Validating Relative Paths and Internal Anchors

Not every link points to an external website. Many of the most important references in technical documentation are internal: links to other pages in the same repository, sections within the current document, or assets like images and downloads. These relative paths and anchor fragments must be validated too, but they require a completely different approach since no network request is involved.

For relative paths, the checker needs context about the document's location. When run against a single file, it assumes the file is at the root or uses a provided base directory. When scanning an entire folder or git repository, it resolves paths relative to the source file's position in the directory tree. This allows accurate checking of links like ../getting-started/introduction.md or images/logo.png without guessing.

Local File Existence Checks

Once resolved, the checker verifies that the target file actually exists on disk. If the path points to a Markdown file, it can optionally recurse and validate links within that file too, creating a complete internal graph. Missing files are reported as errors with the exact relative path that failed, making it easy for authors to correct typos or move content without breaking references.

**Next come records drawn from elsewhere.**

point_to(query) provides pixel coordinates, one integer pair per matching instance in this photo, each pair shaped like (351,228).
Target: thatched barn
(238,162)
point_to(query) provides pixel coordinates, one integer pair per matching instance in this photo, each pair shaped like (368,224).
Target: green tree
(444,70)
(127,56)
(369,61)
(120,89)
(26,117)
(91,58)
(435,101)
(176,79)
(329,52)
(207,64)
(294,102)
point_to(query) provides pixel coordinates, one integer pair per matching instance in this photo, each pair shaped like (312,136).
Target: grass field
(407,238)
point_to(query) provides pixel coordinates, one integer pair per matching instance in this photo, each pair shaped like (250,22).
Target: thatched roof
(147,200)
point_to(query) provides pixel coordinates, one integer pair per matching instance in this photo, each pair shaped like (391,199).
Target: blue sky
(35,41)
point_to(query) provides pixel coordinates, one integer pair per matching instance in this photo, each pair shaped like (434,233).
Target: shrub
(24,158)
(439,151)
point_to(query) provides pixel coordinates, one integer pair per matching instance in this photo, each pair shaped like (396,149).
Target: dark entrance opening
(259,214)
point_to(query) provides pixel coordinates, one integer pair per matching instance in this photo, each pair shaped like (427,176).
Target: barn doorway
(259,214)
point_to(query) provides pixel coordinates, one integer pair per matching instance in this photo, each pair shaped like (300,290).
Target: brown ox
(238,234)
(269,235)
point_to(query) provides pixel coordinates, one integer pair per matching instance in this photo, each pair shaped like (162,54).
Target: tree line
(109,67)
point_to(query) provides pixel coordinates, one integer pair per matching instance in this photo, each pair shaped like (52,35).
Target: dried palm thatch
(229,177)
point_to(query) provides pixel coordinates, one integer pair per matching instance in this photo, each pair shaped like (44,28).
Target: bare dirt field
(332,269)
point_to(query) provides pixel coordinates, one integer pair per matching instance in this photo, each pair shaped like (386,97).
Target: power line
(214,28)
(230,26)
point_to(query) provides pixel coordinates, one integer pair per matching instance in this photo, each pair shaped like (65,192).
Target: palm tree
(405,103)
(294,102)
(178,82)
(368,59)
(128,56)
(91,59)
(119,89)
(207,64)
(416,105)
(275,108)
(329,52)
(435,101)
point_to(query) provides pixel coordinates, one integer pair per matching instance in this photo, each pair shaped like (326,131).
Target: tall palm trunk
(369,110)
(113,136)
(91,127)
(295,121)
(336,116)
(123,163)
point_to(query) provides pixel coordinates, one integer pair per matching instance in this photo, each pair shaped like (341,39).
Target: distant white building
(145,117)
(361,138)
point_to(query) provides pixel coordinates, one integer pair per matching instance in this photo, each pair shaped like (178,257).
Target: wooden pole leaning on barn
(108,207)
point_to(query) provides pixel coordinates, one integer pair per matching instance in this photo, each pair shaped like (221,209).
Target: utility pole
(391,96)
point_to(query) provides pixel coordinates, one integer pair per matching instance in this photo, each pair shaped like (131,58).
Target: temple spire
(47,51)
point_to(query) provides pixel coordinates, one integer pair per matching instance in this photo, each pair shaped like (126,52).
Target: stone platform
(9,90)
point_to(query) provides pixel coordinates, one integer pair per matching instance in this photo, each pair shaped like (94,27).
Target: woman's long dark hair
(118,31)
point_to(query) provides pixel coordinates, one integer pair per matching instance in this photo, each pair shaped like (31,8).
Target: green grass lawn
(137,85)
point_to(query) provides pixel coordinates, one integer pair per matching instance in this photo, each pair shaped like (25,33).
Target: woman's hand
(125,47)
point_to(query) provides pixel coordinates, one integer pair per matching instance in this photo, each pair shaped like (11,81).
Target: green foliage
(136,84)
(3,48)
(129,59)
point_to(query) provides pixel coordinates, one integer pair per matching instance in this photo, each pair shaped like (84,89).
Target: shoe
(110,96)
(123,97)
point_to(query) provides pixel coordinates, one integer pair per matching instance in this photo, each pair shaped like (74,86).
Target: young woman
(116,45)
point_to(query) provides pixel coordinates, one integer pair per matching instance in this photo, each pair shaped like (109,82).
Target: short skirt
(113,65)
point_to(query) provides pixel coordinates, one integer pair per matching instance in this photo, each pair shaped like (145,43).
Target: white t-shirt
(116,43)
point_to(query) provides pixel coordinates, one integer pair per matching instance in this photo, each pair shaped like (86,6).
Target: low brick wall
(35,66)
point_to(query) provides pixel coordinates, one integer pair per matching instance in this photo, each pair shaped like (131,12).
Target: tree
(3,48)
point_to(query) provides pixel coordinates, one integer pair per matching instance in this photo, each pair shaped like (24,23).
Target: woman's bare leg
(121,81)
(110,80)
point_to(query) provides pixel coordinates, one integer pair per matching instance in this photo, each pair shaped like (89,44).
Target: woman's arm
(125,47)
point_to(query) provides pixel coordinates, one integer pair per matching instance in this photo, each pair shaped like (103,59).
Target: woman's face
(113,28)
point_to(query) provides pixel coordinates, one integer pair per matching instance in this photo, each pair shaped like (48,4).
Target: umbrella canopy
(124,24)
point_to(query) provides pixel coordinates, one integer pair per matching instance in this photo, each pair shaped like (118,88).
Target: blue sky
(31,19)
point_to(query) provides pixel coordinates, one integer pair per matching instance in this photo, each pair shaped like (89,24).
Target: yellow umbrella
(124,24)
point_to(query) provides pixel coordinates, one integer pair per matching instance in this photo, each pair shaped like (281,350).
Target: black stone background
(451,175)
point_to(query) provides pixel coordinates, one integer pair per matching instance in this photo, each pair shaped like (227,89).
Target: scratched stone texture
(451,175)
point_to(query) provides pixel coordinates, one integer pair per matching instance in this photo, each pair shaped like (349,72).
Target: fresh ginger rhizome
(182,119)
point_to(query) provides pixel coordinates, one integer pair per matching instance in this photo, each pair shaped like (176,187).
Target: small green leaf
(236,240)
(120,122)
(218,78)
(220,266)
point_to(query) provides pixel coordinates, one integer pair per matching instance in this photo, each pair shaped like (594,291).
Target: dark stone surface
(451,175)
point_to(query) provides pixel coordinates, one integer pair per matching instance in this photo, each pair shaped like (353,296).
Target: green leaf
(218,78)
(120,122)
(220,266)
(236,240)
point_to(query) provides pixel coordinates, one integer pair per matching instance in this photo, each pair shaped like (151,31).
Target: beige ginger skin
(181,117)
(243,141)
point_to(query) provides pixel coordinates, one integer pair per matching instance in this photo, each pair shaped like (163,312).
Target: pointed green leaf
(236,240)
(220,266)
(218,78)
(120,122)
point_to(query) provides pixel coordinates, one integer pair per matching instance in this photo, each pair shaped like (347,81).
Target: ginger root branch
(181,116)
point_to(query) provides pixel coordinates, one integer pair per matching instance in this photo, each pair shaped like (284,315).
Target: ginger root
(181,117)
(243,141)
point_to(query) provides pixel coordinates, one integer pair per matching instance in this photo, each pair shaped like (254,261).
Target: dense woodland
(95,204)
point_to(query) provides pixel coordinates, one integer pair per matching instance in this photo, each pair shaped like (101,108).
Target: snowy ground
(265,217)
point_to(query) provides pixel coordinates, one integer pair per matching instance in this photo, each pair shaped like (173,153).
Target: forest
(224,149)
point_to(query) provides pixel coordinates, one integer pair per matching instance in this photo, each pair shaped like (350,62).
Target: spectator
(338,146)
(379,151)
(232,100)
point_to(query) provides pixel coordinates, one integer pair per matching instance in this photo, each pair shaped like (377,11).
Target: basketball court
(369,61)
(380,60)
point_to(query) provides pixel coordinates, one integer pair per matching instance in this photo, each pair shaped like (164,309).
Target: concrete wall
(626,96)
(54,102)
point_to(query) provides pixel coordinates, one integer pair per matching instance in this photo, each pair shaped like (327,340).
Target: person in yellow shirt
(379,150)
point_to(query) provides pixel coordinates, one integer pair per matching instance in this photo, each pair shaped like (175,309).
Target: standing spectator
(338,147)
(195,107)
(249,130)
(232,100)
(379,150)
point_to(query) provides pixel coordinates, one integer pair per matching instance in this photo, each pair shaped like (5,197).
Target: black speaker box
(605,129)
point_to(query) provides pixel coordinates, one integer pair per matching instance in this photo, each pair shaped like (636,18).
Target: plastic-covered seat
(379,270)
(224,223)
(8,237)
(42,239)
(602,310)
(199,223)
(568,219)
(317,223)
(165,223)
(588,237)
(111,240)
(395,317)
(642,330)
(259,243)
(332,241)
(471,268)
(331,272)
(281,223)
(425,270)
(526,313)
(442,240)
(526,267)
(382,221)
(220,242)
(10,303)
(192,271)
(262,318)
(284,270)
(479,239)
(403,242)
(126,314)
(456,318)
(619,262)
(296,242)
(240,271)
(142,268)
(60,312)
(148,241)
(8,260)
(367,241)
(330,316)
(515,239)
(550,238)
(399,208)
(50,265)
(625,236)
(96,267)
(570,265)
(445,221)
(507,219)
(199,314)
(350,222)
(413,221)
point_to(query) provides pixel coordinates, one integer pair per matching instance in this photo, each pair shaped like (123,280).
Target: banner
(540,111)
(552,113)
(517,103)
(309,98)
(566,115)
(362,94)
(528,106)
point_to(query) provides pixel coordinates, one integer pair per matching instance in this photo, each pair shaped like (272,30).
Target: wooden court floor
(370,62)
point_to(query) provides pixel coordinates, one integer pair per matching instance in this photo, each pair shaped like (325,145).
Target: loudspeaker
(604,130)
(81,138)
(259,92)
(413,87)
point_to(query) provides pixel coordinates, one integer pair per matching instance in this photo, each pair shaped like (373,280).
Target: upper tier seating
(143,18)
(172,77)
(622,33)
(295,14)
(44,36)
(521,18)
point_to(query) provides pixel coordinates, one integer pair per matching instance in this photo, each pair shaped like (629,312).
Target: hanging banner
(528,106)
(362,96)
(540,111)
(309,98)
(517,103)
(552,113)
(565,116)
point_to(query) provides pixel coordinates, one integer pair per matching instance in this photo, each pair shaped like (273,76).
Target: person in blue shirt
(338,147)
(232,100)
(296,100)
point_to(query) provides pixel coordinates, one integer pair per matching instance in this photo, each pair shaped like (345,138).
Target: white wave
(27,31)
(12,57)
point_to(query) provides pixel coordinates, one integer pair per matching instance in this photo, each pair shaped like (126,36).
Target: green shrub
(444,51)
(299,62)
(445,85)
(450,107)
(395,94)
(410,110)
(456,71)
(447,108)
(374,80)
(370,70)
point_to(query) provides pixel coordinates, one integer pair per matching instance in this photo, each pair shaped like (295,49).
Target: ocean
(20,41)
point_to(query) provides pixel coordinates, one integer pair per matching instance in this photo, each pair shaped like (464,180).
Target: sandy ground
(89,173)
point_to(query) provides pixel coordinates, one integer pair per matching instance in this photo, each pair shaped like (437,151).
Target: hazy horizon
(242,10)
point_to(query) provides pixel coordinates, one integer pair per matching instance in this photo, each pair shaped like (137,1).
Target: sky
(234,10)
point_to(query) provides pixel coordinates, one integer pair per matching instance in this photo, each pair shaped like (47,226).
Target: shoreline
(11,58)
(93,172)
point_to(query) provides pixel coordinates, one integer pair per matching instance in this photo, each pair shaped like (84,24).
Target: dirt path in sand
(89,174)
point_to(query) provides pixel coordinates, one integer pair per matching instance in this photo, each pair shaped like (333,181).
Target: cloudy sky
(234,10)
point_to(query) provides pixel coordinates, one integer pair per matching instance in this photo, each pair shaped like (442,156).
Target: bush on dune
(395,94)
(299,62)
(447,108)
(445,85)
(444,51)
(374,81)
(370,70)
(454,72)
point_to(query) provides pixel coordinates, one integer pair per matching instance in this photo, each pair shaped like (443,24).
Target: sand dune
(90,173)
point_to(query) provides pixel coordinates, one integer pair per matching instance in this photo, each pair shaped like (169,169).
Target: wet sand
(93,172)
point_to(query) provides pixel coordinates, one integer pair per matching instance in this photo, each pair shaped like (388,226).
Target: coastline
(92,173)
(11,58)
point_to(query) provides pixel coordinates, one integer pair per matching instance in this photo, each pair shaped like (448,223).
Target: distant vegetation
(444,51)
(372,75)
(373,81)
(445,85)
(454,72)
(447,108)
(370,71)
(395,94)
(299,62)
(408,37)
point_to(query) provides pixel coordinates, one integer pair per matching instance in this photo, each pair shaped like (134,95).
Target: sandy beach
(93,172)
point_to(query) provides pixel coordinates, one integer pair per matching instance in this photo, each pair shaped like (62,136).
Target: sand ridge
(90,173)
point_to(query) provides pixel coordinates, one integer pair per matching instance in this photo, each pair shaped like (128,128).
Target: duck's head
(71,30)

Anchor and Heading Fragments

In-page anchors are handled by parsing the target document for matching identifiers. For standard Markdown headings, the checker automatically generates slugified IDs based on the heading text, following common conventions such as lowercase, hyphen-separated words. It then checks whether the fragment after the hash symbol matches any heading ID or explicit anchor in the linked document. Custom IDs defined with attributes are also recognized and validated.

Same-page anchors, where the link starts with a hash and no path, are resolved against the current file. This ensures that table-of-contents entries, jump links, and section references work as expected even after content is rearranged. Invalid anchors are flagged so authors can fix typos or update headings without leaving dangling references.

Offline-First Validation

All of this happens offline, using only the local filesystem and parsed Markdown content. No internet connection is required, making internal link checking fast, private, and reliable even in air-gapped environments or during CI runs without network access. By treating internal references with the same rigor as external ones, the tool helps maintain a fully navigable documentation experience from start to finish.

Comprehensive internal validation closes the loop on link hygiene. When combined with external checks, it ensures documentation is robust, discoverable, and user-friendly regardless of where readers start reading.

This concludes the technical insights series on the Markdown Link Checker. Thank you for reading.